A Chemical Approach for Autonomous Service Computing

Worldwide interconnected computing resources offer a tremendous amount of computing power largely under-exploited. Programming this emerging global computing platform raises new challenges that need to be addressed. Resources are heterogeneous, geographically distributed, and offer a very disparate level of reliability and appearance/disappearance rate. To make such a platform a usable computing infrastructure, it is crucial to study new paradigms aiming at making it autonomous and self-reconfigurable to automatically adapt itself to changing conditions.

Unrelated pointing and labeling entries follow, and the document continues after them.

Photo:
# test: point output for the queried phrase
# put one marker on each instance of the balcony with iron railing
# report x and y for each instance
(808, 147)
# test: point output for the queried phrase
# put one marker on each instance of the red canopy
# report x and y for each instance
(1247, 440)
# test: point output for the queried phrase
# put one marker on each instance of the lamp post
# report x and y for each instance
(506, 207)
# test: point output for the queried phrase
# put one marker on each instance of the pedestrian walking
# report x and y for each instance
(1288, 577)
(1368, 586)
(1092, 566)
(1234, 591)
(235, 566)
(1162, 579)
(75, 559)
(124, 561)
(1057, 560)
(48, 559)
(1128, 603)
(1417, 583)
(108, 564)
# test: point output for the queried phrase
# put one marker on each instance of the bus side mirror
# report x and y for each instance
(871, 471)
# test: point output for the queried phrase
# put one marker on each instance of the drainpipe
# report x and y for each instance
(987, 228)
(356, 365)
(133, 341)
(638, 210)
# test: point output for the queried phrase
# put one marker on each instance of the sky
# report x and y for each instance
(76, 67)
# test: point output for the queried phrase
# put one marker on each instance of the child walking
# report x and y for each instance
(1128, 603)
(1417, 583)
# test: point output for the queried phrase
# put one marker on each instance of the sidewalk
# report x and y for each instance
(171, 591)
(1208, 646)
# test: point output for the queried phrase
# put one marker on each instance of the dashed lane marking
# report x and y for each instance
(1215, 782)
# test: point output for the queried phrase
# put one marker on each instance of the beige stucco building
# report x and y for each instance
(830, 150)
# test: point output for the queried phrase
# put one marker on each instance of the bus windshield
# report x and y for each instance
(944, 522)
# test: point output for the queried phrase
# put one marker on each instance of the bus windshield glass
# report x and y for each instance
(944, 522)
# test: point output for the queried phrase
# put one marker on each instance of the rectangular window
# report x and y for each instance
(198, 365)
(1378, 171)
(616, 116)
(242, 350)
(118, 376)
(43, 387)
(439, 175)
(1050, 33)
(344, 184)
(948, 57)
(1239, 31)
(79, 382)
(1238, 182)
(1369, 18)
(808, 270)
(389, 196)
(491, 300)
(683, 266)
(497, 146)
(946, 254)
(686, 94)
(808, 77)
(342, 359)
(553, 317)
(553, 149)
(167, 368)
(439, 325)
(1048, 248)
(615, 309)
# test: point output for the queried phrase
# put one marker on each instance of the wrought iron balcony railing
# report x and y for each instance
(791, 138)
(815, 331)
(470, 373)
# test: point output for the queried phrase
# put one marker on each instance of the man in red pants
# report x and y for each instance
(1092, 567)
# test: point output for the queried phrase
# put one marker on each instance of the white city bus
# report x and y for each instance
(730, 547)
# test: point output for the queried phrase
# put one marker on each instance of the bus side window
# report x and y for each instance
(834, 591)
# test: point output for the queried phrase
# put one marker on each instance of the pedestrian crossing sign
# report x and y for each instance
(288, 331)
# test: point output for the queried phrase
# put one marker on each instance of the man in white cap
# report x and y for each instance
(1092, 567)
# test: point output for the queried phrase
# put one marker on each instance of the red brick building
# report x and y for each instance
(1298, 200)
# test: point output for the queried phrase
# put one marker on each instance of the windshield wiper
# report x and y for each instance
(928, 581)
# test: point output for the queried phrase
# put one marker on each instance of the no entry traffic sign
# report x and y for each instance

Chemical programming has been recently identified as a promising paradigm to design autonomic systems. Within such a paradigm, computations can be seen as chemical reactions controlled by a set of chemical rules. In other words, data are molecules of a chemical solutions, reacting together to produce new data. Reactions take place in an implicitly parallel, and autonomic fashion. HOCL is a chemical language implementing these concepts as well as providing the high order: a rule is seen as a molecule and rules can be replaced like any other molecule. The chemical programming paradigm relies on a multiset to store the molecules.

Our objective is twofold. First, we work on providing a new chemical language adapted to the service composition problem and expressing its execution on a distributed platform through this paradigm, taking advantages of its implicitly parallel and autonomous properties. Second, we are working on a distributed chemical engine bringing such concepts to reality and giving birth to the next generation of systems for service computing.